Patrick Laffey v. Merit Systems Protection Board

74 F.3d 1259

NOTICE: Federal Circuit Local Rule 47.6(b) states that opinions and orders which are designated as not citable as precedent shall not be employed or cited as precedent. This does not preclude assertion of issues of claim preclusion, issue preclusion, judicial estoppel, law of the case or the like based on a decision of the Court rendered in a nonprecedential opinion or order.
Patrick LAFFEY, Petitioner,
v.
MERIT SYSTEMS PROTECTION BOARD, Respondent.

No. 95-3606.

United States Court of Appeals, Federal Circuit.

Jan. 16, 1996.

Before RADER, Circuit Judge, COWEN, Senior Circuit Judge, and BRYSON, Circuit Judge.

DECISION

PER CURIAM.

1

Petitioner, Patrick Laffey, seeks review of the Merit Systems Protection Board's (MSPB or Board) initial decision, of March 14, 1995, in docket no. DC-0351-94-0765-I-1, which became the final decision of the Board pursuant to 5 C.F.R. Sec. 1201.113(b). In its decision, the Board held that petitioner failed to establish jurisdiction because his reassignment at the same grade and pay within the United States Postal Service (agency) did not constitute an appealable action under the reduction in force regulations, 5 C.F.R. Sec. 351.901. Because the facts alleged by petitioner did not establish a basis for Board jurisdiction, we affirm the Board's decision.

DISCUSSION

2

Petitioner was employed by the United States Postal Service as a Management Analyst, Program Manager, EAS-25. On November 16, 1992, his position was abolished during an agency-wide reorganization, and he was assigned to a career transition center. He alleges that he was placed in the transition center for over four months, during which he received no work to perform.
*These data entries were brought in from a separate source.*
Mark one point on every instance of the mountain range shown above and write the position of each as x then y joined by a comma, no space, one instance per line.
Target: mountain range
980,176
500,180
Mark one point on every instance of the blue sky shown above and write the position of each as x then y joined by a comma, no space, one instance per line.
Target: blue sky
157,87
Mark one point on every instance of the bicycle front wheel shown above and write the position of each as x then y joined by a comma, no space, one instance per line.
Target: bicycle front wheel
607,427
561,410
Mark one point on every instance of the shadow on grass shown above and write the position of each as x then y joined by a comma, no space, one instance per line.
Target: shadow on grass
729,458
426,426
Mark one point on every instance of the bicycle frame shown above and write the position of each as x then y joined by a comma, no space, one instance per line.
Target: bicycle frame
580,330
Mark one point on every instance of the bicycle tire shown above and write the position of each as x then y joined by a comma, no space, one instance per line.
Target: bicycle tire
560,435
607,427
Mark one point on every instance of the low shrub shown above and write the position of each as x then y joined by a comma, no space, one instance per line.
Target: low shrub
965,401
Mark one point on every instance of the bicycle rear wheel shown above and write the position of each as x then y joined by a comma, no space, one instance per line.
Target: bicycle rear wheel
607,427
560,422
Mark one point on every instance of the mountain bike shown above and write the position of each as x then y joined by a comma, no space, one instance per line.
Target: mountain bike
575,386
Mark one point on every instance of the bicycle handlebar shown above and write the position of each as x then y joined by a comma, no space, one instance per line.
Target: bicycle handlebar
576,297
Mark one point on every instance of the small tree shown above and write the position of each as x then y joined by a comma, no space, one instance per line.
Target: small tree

Petitioner alleges that the agency failed, in contravention of veteran preferences, to assign him to a certain position, for which the petitioner alleges that he was the most qualified employee, in the agency's revised management structure. Petitioner, Q2. Petitioner later accepted the position of Business Area Specialist, EAS-25, although he had reservations that his experience and qualifications were adequate. Although this position holds the same grade and pay as his abolished position, petitioner believes that his career opportunities are significantly limited.

3

It is axiomatic that the Board's power is limited to the jurisdiction provided by statute or authorized regulation. See Manning v. Merit Systems Protection Board, 742 F.2d 1424, 1426 (Fed.Cir.1984). The appellant from an adverse agency action has the burden of establishing the Board's jurisdiction. 5 C.F.R. Sec. 1201.56(a)(2). Petitioner contends that the agency improperly attempted to circumvent "reduction in force" procedures. An agency may be held to the reduction in force procedures if an employee is furloughed for over thirty days, separated, demoted, or reassigned to a position requiring the displacement of another employee in varied contexts, including reorganization. 5 C.F.R. Sec. 351.201(a)(2). The Board has jurisdiction over the appeal of an employee who is furloughed for more than thirty days, separated, or demoted in a reduction in force. 5 C.F.R. Sec. 351.901.

4

Petitioner maintained the same grade and pay when he was transferred to the transition center and when he took his current position. Given the continued maintenance of petitioner's grade and pay, he has failed to establish that he was furloughed, separated or demoted. See Thomas v. United States, 709 F.2d 48, 49 (Fed.Cir.1983) (lateral transfer did not constitute a RIF action); c.f. Wilson v. Merit Systems Protection Board, 807 F.2d 1577 (Fed.Cir.1986) (reassignment to a less desirable and less prestigious position without a reduction in pay or grade does not establish a basis of Board jurisdiction); Manning v. Merit Systems Protection Board, 742 F.2d 1424 (Fed.Cir.1984). Specifically, a "furlough," in civil service law, is the placement of an employee into a temporary status without duties and pay. See 5 U.S.C. Sec. 7511(a)(5). It is undisputed that petitioner received pay while assigned to the transition center. Similarly, he was not "demoted" precisely because he retained the same grade and pay. C.f. 5 U.S.C. Sec. 7512; Wilson, 807 F.2d at 1580-81. Petitioner was not separated because the employment relationship remained constant. In addition, there is no evidence that he was reassigned to his new position concurrent with the displacement of another employee. As to petitioner, the agency's actions did not constitute a reduction in force.

5

In short, petitioner has established neither that the action taken against him constituted a reduction in force or that the basis for an appeal from a reduction in force action existed. See 5 C.F.R. Secs. 351.201(a)(2) & 901. Absent jurisdiction over an underlying, appealable action, the Board lacked the power to hear petitioner's retaliation and discrimination claims. See, e.g., Brodt v. Merit Systems Protection Board, 11 F.3d at 1061 (Fed.Cir.1993).

6

Because petitioner has failed to establish a basis for Board jurisdiction, the decision of the Board is AFFIRMED.